Do the same with another attribute (see below)


In [None]:
X = iris.data[:,0] #sepal length
X = X.reshape(-1, 1)
enc = preprocessing.KBinsDiscretizer(n_bins=6, encode='ordinal').fit(X)
X_binned = enc.fit_transform(X)
X_binned = X_binned.squeeze() # make 1-d array
print(X_binned[y==0])
print(X_binned[y==1])
print(X_binned[y==2])
enc.bin_edges_[0] #bin

| X2=0  | X2=1  | X2=2 | X2=3  | X2=4 |  X2=5  | Y  |
|-----|-----|----|-----|-----|-----|----|
| 20  | 20  | 9  |  1  |  0  |  0  | 0  |
| 1   | 4   | 16  | 15  |  8  |  6  | 1  |


Lets say now i have a new specimen X1=2, X2=3, what is the most probable class?

To calculate $P(y|x_{1},..,x_{n}) \propto P(y)\prod_{i=1}^{n}{P(x_{i}|y)}$ 

We just look up the tables we have created:

$P(Y=0 | X1=2, X2=3)\propto (1/3)(0/50)(1/50)$

This is the probability of belonging to Class Y=0, given that the data we have is X1=2 and X2=3.

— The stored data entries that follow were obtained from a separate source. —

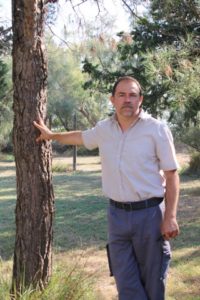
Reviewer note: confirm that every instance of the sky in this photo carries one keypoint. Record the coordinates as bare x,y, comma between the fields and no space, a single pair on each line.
87,11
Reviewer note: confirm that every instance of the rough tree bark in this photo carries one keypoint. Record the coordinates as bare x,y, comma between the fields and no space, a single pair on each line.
35,199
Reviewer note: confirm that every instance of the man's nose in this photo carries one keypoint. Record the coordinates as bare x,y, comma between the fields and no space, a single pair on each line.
127,98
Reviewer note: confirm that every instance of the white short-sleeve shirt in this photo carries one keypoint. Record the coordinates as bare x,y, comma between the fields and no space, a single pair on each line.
132,160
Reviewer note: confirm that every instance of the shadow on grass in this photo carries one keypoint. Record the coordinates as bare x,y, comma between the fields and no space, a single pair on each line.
7,228
80,218
80,211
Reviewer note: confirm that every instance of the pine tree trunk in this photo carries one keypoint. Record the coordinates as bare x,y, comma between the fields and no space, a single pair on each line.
35,200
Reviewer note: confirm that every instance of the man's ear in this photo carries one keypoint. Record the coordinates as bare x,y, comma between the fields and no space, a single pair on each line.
112,99
141,100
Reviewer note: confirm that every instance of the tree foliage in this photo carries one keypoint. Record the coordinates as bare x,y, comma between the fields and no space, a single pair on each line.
162,52
65,93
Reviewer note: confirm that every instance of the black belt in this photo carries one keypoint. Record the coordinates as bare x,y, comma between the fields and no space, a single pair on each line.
137,205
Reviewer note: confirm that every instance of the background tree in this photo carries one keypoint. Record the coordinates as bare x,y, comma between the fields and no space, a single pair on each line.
34,207
152,47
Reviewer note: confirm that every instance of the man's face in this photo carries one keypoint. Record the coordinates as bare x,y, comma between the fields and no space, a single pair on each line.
127,99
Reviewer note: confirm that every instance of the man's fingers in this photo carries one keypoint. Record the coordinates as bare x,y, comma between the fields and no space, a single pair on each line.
169,235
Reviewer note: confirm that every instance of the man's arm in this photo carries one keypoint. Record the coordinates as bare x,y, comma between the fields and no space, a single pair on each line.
169,227
69,138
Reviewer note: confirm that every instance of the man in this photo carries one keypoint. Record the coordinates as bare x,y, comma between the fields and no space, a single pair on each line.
139,169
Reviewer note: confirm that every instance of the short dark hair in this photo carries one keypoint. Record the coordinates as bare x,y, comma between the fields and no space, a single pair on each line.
123,78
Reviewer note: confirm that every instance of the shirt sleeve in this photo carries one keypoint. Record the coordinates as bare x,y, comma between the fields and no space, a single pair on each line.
165,149
90,138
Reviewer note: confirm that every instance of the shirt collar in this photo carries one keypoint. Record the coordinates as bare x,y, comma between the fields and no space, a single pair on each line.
143,115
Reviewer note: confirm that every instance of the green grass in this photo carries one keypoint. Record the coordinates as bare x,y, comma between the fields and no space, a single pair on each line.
80,222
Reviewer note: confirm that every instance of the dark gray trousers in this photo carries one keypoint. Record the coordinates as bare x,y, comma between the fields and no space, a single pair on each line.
139,255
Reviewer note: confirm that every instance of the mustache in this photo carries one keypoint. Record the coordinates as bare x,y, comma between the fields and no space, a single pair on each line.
127,106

One of the values is zero, in case this we use a small value instead of zero so that the zero will not mask out other contribution from different attribute.

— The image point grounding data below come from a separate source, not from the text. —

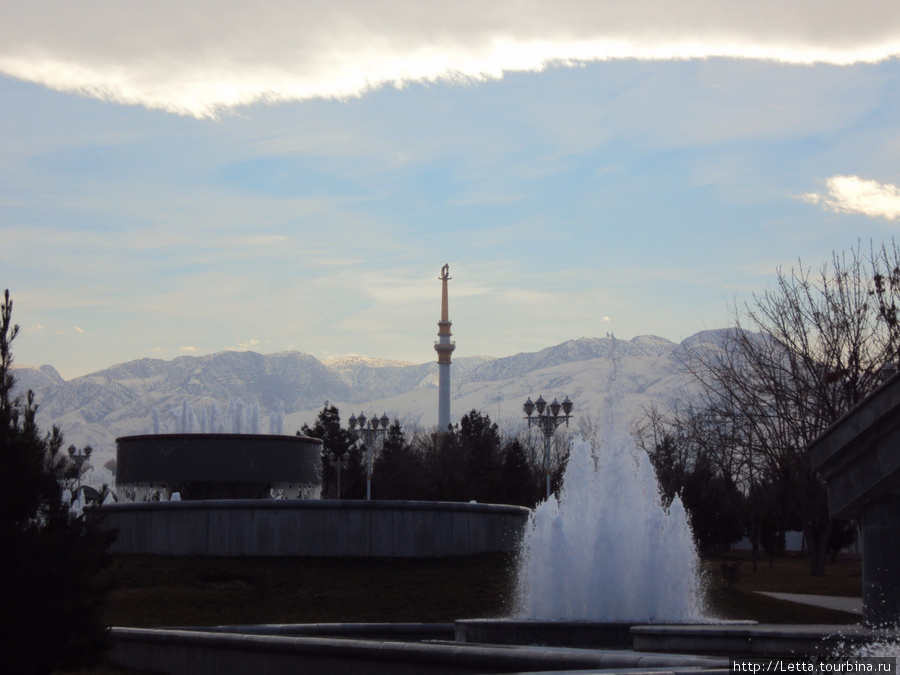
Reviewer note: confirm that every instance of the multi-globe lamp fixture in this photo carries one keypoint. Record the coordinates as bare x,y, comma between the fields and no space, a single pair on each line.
548,418
369,430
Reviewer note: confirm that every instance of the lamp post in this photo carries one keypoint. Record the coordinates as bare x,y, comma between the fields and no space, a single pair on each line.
339,463
548,418
369,430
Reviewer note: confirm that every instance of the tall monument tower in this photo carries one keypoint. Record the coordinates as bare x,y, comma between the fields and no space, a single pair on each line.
444,347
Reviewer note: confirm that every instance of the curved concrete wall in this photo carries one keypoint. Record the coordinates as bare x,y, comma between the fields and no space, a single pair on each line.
314,528
218,466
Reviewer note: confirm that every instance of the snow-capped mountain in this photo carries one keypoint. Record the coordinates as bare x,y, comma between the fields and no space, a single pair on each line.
120,400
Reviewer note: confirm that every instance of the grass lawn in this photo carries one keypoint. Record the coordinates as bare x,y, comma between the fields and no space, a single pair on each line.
170,591
788,574
173,591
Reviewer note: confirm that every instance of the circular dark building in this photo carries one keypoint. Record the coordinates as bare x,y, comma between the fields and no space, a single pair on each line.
218,466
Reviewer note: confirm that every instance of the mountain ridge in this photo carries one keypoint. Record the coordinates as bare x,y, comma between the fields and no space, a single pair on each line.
119,400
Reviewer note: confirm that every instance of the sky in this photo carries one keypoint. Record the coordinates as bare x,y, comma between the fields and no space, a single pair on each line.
183,178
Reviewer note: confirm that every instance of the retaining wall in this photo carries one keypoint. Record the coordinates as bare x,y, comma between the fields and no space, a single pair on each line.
179,652
314,528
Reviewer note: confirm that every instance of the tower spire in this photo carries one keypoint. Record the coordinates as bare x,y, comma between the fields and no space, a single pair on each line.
444,347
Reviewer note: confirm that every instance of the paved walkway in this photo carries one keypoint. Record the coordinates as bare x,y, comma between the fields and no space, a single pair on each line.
853,605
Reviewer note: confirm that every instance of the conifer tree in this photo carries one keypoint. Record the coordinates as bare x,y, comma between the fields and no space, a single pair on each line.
50,600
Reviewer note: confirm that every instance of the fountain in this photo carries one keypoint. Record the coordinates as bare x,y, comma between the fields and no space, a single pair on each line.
603,557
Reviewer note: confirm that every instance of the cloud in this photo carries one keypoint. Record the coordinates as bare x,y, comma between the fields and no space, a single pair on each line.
852,194
195,58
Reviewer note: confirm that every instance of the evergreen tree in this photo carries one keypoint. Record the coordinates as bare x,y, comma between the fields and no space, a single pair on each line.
337,442
479,440
50,600
399,469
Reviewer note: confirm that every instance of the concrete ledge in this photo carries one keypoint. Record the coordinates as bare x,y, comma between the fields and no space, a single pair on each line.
274,527
177,652
404,632
758,640
597,635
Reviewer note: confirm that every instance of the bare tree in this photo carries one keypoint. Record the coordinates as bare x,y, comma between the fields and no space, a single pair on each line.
798,357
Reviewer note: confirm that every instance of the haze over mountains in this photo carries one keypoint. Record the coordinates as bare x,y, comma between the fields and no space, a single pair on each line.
120,400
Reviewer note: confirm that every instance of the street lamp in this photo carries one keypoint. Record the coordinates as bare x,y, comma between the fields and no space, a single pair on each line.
339,463
547,419
369,430
79,457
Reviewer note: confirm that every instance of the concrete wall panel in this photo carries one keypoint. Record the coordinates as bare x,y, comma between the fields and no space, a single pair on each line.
314,528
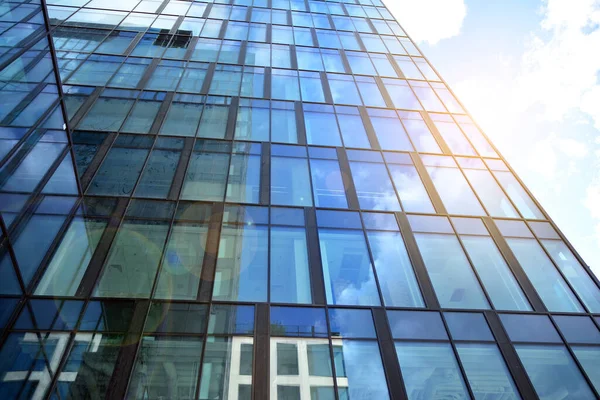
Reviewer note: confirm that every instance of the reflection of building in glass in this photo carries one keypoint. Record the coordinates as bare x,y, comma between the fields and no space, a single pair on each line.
256,199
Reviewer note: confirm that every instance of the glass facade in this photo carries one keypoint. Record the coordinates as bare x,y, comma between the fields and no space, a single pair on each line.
266,199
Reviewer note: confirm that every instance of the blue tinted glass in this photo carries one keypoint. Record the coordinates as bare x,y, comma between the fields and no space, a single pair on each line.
553,372
158,174
549,284
486,371
360,362
501,285
226,319
338,219
347,268
453,279
577,329
112,316
290,275
351,323
396,277
31,247
49,314
321,128
529,328
6,308
290,182
589,358
416,325
298,321
9,283
374,187
119,172
468,326
430,368
328,187
177,318
241,272
27,352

$P(Y=0 | X1=2, X2=3) \propto (1/3)(1/50)(1/50) = 0.00013$

### Question

1. Calculate the rest to find out which class is most probable for new specimen X1=2, X2=3
2. Calculate which class is most probable if the sepal length=5.1 and petal length=3.0 




Given data as below:

    @attribute outlook {sunny, overcast, rainy}
    @attribute temperature {high, low}
    @attribute humidity {high, low}
    @attribute windy {TRUE, FALSE}
    @class     play {yes, no}

    @data
    sunny,high,high,FALSE,no
    sunny,high,high,TRUE,no
    overcast,high,high,FALSE,yes
    rainy,low,high,FALSE,yes
    rainy,low,high,FALSE,yes
    rainy,low,low,TRUE,no
    overcast,low,low,TRUE,yes
    sunny,high,high,FALSE,no
    sunny,low,high,FALSE,yes
    rainy,high,high,FALSE,yes
    sunny,high,low,TRUE,yes
    overcast,high,high,TRUE,yes
    overcast,high,high,FALSE,yes
    rainy,high,high,TRUE,no


### Question 
1. Should i play if outlook=ovecast, temperate=low, humidity=high, windy=TRUE?